De christelijke maatschappij kende, zelfs met mederekening der groote, overzeesche handelsfirma's, tot ongeveer het midden der negentiende eeuw geen milliardairs. Maar toen ging de vorming der moderne reuzenvermogens, begunstigd en bevrucht door kapitalisme en industrie, handel en bankwezen, verkeer en «vrijheid van bedrijf", in snelle stijging vooruit.
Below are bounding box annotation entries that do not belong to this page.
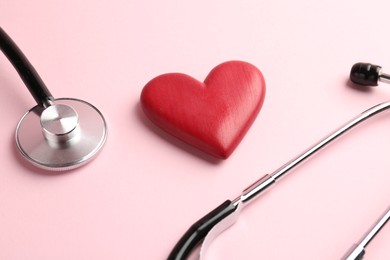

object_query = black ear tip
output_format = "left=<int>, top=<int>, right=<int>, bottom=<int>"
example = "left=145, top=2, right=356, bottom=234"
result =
left=350, top=62, right=382, bottom=86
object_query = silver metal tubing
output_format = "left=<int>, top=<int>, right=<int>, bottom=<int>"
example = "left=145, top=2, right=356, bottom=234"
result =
left=379, top=73, right=390, bottom=84
left=233, top=101, right=390, bottom=206
left=343, top=207, right=390, bottom=260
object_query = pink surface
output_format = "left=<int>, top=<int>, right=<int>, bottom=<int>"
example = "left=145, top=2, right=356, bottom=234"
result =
left=0, top=0, right=390, bottom=260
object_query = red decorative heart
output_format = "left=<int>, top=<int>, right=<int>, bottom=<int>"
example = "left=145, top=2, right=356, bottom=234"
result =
left=141, top=61, right=265, bottom=159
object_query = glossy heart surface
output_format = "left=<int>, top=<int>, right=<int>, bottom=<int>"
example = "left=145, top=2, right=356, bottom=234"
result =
left=141, top=61, right=265, bottom=159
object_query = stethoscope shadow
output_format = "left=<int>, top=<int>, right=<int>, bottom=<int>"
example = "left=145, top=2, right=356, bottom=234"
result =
left=9, top=134, right=75, bottom=176
left=134, top=102, right=223, bottom=165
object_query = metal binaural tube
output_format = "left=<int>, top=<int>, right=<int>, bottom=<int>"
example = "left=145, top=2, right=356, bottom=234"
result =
left=233, top=101, right=390, bottom=205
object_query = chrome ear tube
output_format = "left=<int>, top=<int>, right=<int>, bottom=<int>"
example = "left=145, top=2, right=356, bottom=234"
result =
left=0, top=28, right=107, bottom=170
left=168, top=63, right=390, bottom=260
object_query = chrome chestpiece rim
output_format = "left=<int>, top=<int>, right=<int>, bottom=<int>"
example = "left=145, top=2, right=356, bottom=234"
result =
left=16, top=98, right=107, bottom=170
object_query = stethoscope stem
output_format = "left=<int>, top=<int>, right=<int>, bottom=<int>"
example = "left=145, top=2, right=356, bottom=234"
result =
left=0, top=27, right=54, bottom=107
left=233, top=101, right=390, bottom=206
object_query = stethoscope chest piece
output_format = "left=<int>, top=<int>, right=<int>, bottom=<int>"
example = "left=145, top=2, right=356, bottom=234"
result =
left=0, top=27, right=107, bottom=170
left=16, top=98, right=107, bottom=170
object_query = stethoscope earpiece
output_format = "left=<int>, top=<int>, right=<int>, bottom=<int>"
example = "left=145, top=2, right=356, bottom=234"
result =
left=0, top=28, right=107, bottom=170
left=349, top=62, right=390, bottom=86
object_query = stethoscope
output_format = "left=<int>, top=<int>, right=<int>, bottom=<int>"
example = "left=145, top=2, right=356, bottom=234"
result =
left=0, top=27, right=390, bottom=260
left=168, top=63, right=390, bottom=260
left=0, top=27, right=107, bottom=170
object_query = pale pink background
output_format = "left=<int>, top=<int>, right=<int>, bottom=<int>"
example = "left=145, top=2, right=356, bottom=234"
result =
left=0, top=0, right=390, bottom=260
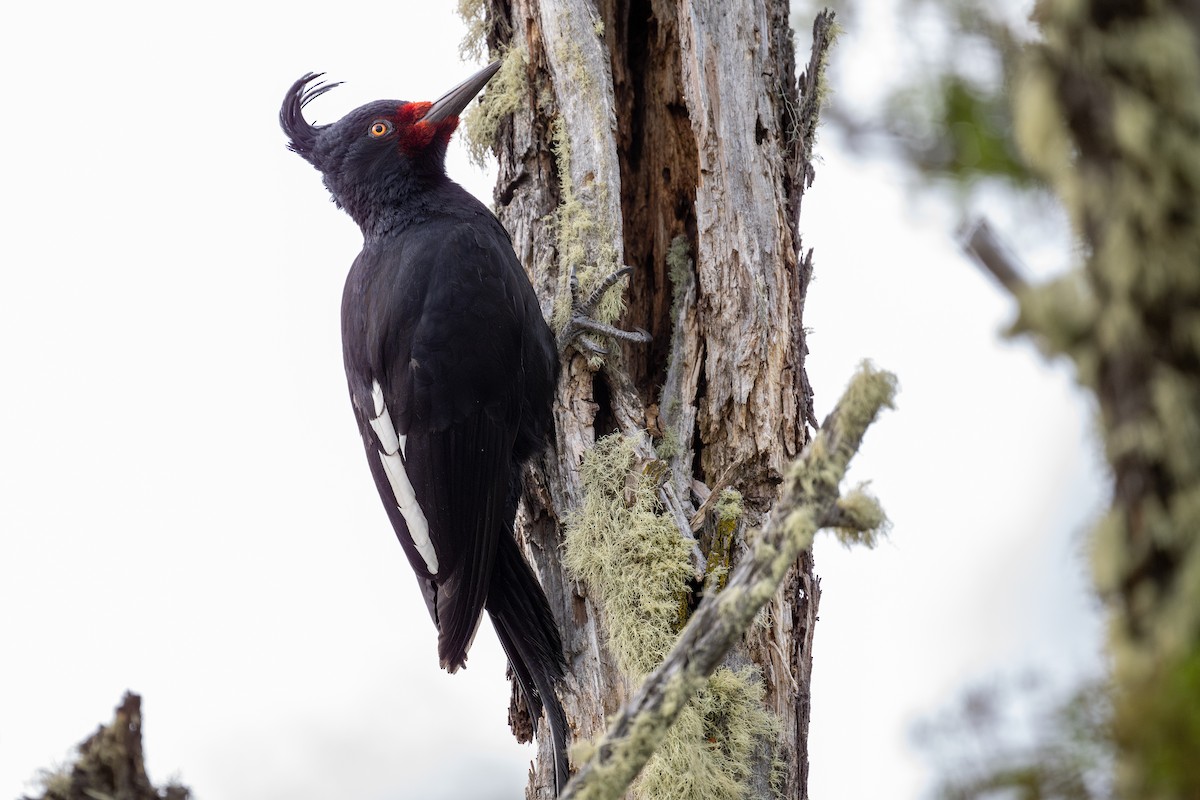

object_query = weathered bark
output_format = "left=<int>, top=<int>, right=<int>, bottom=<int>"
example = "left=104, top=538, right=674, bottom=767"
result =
left=470, top=0, right=828, bottom=798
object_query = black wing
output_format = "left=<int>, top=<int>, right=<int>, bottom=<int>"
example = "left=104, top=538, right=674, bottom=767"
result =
left=343, top=215, right=544, bottom=670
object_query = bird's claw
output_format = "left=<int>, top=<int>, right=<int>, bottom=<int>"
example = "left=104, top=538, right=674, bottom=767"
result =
left=558, top=266, right=650, bottom=356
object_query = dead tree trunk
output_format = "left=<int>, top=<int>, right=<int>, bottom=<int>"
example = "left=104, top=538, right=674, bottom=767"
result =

De na en met de Fransche »milliardenzegen" komende stichtingsjaren hadden voor het Duitsche volk, zooals Otto Glazau schrijft, een volkomen verschuiving van vermogen tengevolge, die sindsdien niet gelijk gemaakt werd. maar zich integendeel bijna in het onmetelijke heeft vergroot.

En de toeneming der positieve vermogens der banken, vennootschappen en geldvorsten kwam overeen met de toeneming der negatieve »vermogens" der particuliere, gemeentelijke en staats-schuldpapieren, de hypothecaire en andere belasting der gebouwen, van stedelijken en landelijken grond enz.

Deze in de eerste plaats door het industriëele, het handels-, en beurskapitalisme bewerkte en verder werkende Vermogensverschuiving, de milliarden en milliardairvorming, de waanzinnige waardevermeerdering van den stedelijken grond en het ontstaan van warenhuizen, filialen en groote firma's eenerzijds en de landelijke latifundiënvorming en grondverbrokkeling anderzijds, waren en zijn het, die een werkelijke middenstandspolitiek bijna geheel alle uitzicht op succes benamen.

De in de plaats der vroegere volks- of nationale economie getreden wereld- of internationale economie heeft de taak der middenstandspolitiek wel bemoeilijkt, zij zou echter bij een verlichte staatspolitiek, bij goede economische organisatie en bij met goed gevolg beschermende maatregelen geen absolute belemmering zijn geweest om een middenstands maatschappij inrichting in het eigen land te vormen.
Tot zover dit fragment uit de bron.